The government had on Monday announced the prohibition of the importation of all fully built units of vehicles through its land borders under its new automotive policy.

Chairman of the association, Princess Vicky Haastrup, while reacted to the policy, also called on the government to slash the current 35 percent duty paid on all vehicles imported into the country.

According to her, if well implemented by the Nigeria Customs Service, both the tariff reduction and ban on vehicles imported through the land borders would curtail the massive smuggling of vehicles into Nigeria and revive the operations of Roll-On-Roll-Off RORO terminals in the country, many of which are comatose due to the high tariff on imported vehicles.

RORO terminals are specialised port terminals that handle all types of vehicles. 

The Federal Government should take a step further by scrapping the high import duty regime imposed on vehicles by the administration of former President Goodluck Jonathan in 2013 as part of measures to reduce the number of vehicles imported into the country”

“We are confident of the ability of President Muhammadu Buhari to turn the economy around. The earlier ban on importation of rice and now of vehicles, through the land borders is a welcome development.

“We are happy that the President has listened to our appeal to reverse incongruous policies inherited by his government from the former administration and which have deprived Nigerian ports of cargoes to the advantage of the ports of neighbouring countries. 

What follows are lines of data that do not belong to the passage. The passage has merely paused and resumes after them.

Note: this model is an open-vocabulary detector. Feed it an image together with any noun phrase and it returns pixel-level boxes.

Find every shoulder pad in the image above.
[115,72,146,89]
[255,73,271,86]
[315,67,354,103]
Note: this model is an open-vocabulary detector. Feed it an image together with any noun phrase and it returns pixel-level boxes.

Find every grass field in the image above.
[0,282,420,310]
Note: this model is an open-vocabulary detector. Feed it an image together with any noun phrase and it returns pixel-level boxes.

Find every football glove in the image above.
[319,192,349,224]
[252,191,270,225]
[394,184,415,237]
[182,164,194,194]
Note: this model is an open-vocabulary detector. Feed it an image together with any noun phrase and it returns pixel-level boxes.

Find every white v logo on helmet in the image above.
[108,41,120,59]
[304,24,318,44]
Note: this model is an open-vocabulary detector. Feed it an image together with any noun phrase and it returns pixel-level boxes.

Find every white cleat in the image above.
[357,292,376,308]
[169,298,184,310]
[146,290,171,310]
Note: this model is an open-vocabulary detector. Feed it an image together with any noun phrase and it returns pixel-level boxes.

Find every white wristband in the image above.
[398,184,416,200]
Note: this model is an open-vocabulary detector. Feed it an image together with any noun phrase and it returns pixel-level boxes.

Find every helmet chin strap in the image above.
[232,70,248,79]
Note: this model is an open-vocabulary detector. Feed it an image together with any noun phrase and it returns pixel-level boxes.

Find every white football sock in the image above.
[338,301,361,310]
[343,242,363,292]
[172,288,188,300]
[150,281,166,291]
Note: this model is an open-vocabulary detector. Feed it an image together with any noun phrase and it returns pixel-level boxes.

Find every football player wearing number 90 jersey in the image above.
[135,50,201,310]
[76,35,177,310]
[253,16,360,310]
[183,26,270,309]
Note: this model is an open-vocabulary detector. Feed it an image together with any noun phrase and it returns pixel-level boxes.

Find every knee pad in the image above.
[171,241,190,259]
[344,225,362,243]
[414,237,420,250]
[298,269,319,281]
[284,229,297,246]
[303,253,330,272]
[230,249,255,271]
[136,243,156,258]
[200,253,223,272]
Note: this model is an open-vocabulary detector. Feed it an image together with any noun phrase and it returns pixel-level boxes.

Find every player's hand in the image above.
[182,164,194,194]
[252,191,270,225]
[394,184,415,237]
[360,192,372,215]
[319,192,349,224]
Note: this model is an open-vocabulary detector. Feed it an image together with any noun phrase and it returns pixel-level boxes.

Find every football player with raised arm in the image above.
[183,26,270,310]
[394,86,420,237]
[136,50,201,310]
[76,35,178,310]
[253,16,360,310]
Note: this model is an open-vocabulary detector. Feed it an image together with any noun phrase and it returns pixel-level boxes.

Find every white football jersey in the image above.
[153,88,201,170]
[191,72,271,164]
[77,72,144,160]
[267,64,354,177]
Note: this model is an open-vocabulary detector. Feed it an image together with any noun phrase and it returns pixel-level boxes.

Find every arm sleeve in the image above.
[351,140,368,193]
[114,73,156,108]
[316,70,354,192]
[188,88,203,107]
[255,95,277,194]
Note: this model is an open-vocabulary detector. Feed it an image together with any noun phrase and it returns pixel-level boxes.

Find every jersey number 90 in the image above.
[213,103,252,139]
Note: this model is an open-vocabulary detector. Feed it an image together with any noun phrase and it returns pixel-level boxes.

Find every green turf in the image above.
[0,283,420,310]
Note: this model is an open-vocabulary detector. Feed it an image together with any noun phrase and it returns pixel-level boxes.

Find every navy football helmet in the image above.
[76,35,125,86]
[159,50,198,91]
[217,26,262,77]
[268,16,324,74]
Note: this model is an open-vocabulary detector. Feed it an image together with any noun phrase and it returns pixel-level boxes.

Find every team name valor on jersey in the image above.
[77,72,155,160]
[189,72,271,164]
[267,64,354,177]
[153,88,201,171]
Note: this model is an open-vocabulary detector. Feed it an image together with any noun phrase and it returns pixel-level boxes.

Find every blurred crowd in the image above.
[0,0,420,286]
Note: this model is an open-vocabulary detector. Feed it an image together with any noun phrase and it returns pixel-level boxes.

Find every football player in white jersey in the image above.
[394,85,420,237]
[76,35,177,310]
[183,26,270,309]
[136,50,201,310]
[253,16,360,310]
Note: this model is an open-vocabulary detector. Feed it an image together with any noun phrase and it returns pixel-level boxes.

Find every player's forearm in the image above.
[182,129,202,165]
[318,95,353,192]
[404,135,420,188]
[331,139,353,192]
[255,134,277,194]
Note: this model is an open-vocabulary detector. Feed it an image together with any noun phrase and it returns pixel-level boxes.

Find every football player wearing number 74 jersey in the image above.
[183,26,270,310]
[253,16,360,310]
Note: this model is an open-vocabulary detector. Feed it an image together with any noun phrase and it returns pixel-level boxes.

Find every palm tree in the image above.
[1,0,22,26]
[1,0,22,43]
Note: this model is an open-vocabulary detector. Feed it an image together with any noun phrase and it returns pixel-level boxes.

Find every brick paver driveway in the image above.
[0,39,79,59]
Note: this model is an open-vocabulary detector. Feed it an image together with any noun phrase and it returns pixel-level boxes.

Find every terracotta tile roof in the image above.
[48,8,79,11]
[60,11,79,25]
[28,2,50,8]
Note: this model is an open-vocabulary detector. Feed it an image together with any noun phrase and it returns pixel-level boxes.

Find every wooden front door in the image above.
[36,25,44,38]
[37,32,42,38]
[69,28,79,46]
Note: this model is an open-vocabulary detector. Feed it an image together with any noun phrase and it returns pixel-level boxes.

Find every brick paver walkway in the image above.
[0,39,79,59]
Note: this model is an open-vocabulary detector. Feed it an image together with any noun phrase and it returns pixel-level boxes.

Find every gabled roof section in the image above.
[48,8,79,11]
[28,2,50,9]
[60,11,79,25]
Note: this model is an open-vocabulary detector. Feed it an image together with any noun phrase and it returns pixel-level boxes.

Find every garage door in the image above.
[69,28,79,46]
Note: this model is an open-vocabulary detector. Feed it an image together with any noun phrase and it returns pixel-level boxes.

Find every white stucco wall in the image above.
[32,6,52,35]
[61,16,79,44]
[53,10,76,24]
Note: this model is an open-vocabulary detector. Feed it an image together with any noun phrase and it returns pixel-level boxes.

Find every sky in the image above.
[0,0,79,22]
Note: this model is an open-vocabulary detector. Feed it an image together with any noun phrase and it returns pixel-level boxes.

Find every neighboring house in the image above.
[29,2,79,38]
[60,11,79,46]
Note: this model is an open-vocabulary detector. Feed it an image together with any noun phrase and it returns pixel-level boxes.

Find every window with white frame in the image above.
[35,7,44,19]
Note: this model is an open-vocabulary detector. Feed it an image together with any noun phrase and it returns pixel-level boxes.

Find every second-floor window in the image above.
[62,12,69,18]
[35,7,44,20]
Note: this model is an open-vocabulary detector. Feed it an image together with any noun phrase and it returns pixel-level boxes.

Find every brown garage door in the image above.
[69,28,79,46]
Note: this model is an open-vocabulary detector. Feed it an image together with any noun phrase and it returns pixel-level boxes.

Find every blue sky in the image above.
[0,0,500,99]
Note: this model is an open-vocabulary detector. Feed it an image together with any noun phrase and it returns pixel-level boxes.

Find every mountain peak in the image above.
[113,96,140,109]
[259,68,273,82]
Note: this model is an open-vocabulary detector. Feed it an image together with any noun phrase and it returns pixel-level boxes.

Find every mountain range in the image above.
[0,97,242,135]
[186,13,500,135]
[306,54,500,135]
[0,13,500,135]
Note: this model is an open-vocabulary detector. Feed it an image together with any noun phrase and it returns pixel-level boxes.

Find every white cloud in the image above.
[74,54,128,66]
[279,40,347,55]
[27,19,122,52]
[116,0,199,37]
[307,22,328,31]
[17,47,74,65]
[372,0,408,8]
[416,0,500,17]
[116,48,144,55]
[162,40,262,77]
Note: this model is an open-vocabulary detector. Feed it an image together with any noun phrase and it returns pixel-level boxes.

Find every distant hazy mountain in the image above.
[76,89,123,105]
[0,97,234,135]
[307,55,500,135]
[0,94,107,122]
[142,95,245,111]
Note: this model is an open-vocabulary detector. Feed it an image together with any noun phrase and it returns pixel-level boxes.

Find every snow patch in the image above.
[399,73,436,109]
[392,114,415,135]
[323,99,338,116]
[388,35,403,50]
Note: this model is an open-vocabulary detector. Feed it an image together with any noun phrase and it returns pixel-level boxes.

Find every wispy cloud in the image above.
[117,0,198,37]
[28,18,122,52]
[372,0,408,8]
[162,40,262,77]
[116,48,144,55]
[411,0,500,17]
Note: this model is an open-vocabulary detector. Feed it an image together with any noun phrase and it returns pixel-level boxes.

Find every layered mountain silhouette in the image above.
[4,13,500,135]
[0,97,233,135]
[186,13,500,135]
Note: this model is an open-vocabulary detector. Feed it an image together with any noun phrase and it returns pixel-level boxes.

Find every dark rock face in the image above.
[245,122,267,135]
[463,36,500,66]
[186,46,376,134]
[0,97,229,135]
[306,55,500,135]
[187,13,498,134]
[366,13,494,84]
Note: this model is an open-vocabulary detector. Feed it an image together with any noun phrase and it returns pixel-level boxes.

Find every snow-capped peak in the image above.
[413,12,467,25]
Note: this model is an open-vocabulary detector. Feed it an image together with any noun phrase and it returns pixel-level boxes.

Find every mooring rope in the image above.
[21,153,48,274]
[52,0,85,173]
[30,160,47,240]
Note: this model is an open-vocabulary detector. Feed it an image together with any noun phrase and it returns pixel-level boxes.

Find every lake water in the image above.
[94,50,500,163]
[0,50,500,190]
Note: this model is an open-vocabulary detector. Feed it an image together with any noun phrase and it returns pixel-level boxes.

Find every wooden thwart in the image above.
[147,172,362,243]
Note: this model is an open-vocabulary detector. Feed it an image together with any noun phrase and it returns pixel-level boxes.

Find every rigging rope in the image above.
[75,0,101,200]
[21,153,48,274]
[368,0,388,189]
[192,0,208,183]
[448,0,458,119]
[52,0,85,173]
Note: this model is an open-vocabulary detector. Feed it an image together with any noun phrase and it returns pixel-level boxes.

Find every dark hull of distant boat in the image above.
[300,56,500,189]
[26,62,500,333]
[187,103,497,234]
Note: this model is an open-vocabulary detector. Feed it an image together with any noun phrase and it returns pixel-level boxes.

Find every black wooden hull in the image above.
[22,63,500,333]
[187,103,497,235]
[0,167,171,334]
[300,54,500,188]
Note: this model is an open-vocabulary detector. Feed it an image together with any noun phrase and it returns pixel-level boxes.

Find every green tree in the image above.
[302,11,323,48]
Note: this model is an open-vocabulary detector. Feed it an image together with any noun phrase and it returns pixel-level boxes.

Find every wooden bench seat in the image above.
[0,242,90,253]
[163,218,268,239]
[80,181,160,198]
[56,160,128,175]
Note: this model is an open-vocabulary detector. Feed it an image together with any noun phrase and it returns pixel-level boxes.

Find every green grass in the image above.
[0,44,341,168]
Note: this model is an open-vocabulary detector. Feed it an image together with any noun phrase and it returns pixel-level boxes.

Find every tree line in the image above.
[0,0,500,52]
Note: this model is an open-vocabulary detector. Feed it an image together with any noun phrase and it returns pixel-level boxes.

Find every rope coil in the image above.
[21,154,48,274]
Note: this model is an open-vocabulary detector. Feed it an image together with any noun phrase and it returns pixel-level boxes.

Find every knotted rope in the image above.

“In addition to this ban through the land borders, we appeal to the President to return the import duties on vehicles to 20% from the prohibitive 70% tariff imposed by the former administration.

“The reversal to the old tariff will serve as an incentive for Nigerians to import legitimately through the seaports and make appropriate payments to government. This will boost revenue collection by the Nigeria Customs Service. It will also lead to the return of lost jobs at the affected ports. 

“We also appeal to Customs officers at the border posts to support the Federal Government and the NCS leadership by ensuring that no smuggled vehicle finds its way into the country through the land borders from 1st January 2017 when the new policy is expected to come into effect,” Haastrup said. 

She argued since 2014 when the 70 per cent hike in the tariff of imported vehicles came into effect, Nigeria has lost 80 per cent of their its vehicle cargo traffic to the ports of neighbouring countries.

Stakeholders believe that since the high tariff regime was introduced, importers have resorted to routing their vehicles imports through the ports of neighbouring countries and smuggle them into the country without paying appropriate duty to government, a development that led to huge loss of revenue. 

It is also believed that the policy has led to the loss of over 5,000 direct and indirect jobs at the affected port terminals as the terminal operators had to reduce staff strength following the decline of vehicle throughput by more than 70 per cent.

The government had under its new National Automotive Policy jacked up tariff on imported fully built units of vehicles from 10 per cent to 35 per cent, which it has said was the first phase of the policy.

The second phase of the policy, which imposed additional 35 per cent levy slated to kickoff July 1, 2015 could not commence following the outcome of the general elections in which the then ruling Peoples Democratic Party PDP lost the presidency.